Digamos que vim para cá muito pequenina…
-De Portugal.
-Não. De Londres e antes disso do Quénia e antes disso de Macau,
mas, sinceramente, não me apetece falar disso… quase não o conheço.
-Correto. Mas…
-Sim…
-Tens idade para ler esse livro?
-Ha ha ha ha…
-Porque te ris?
-Pela sua presunção! É para aí a quarta vez que leio este livro e
só estou a relê-lo porque não consigo comprar mais…
-Tens a biblioteca.
-Estive lá ontem. Não há lá nada que valha a pena ser lido que eu
não tenha devorado já!
-Exagero!
-Teste-me!
-Guerra e Paz?
-Fácil, Tolstoi.
-Crime e Castigo?
-Outra fácil, Dostoievski.
-O Senhor das Moscas?
-Mais rebuscado, Golding.
-Cem Anos de Solidão?
-Garcia Marquez… isso não vai ficar um bocadinho mais difícil?
-O Jardim das Quimeras?
-Sim, esse não é para qualquer um, mas adorei... Marguerite
Yourcenar. Agora é a minha vez…
-Venha…
-Pavel Pavlovitch?
-Hummm… isso traz água no bico… como autor não conheço… como
título também não… apanhaste-me… ou fizeste batota!
-É a personagem principal de "O Eterno Marido" do seu
Dostoievski…
-Batoteira, mudaste as regras do jogo. Gosto desse livro... e do
autor. Como sabias que eu gostava do Fiodor?
-Básico, a primeira obra que perguntou era dele…
-Poderia ser casual…
-O professor não é um homem de casualidades!

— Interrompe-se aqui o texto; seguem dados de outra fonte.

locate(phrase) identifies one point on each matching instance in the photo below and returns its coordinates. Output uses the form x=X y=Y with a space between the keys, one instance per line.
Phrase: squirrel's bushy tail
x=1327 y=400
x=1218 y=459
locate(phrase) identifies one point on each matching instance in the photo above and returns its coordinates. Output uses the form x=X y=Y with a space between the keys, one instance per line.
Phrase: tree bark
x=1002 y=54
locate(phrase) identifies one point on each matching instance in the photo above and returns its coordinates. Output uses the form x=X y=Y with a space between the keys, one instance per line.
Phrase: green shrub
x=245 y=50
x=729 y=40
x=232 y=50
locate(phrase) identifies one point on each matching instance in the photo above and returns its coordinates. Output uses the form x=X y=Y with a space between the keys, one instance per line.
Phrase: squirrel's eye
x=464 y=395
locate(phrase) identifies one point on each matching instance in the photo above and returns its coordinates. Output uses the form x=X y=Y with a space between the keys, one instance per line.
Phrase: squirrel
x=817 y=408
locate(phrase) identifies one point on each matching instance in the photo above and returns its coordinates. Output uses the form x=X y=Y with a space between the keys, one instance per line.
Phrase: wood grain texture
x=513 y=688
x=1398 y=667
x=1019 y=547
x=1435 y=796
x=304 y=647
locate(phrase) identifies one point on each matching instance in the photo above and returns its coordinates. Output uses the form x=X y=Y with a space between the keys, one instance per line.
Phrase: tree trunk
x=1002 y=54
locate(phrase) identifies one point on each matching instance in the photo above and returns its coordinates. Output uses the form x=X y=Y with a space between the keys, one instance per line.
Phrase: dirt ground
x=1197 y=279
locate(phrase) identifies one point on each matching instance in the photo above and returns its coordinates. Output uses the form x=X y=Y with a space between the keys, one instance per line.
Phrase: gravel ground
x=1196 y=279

-Mas afinal quantos anos tens tu?
-Catorze.
-És tão novinha!
-Não sou nada. Novinhas são as minhas colegas de turma que só têm
catorze anos! Enfim, aquela dos risinhos tem quinze e é ainda mais nova do que
as outras!
-Hummm… isto vai ser giro…
-Senhor Mckenzie?
-Sim…
-Porque é que está triste?
-Não estou. Já chega, reunião terminada, podes ir embora Madaléna
de Portugal que não fala português e andou a correr mundo antes de me aterrar
em cima!
-Madalena!
Não saberemos nunca, se no momento de expirar-se a última gota de
água no nosso planeta, um ser humano estará no local para presenciar o evento,
quem sabe, cheio de sede, sacudindo o fundo de um cantil e recebendo essa gota
nos lábios saciando-lhes, pela última vez, um resquício dessa mesma sede.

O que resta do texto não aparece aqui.